SafePath: Differentially-Private Publishing of Passenger Trajectories in Transportation Systems

Document Type


Publication Date





In recent years, the collection of spatio-temporal data that captures human movements has increased tremendously due to the advancements in hardware and software systems capable of collecting person-specific data. The bulk of the data collected by these systems has numerous applications, or it can simply be used for general data analysis. Therefore, publishing such big data is greatly beneficial for data recipients. However, in its raw form, the collected data contains sensitive information pertaining to the individuals from which it was collected and must be anonymized before publication.
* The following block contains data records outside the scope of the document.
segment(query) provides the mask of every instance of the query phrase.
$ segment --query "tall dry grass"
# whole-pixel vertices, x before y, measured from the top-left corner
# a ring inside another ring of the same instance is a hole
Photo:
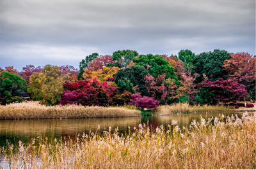
[[[0,106],[0,119],[138,117],[140,111],[125,108],[56,105],[46,106],[29,101]]]
[[[191,113],[202,111],[230,111],[234,108],[225,106],[190,106],[188,103],[175,103],[171,105],[159,106],[156,112],[158,115],[170,113]]]
[[[91,132],[76,140],[19,142],[3,149],[1,166],[12,169],[253,169],[255,115],[211,118],[180,129],[177,122],[150,131]],[[39,146],[35,145],[39,143]]]

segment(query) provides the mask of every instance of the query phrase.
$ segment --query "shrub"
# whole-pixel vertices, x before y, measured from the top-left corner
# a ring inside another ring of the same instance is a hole
[[[159,101],[155,100],[154,97],[148,97],[147,96],[141,97],[138,94],[132,94],[131,96],[130,103],[131,105],[135,106],[140,108],[152,108],[156,110]]]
In this paper, we study the problem of privacy-preserving passenger trajectories publishing and propose a solution under the rigorous differential privacy model. Unlike sequential data, which describes sequentiality between data items, handling spatio-temporal data is a challenging task due to the fact that introducing a temporal dimension results in extreme sparseness. Our proposed solution introduces an efficient algorithm, called SafePath, that models trajectories as a noisy prefix tree and publishes ϵ-differentially-private trajectories while minimizing the impact on data utility. Experimental evaluation on real-life transit data in Montreal suggests that SafePath significantly improves efficiency and scalability with respect to large and sparse datasets, while achieving comparable results to existing solutions in terms of the utility of the sanitized data.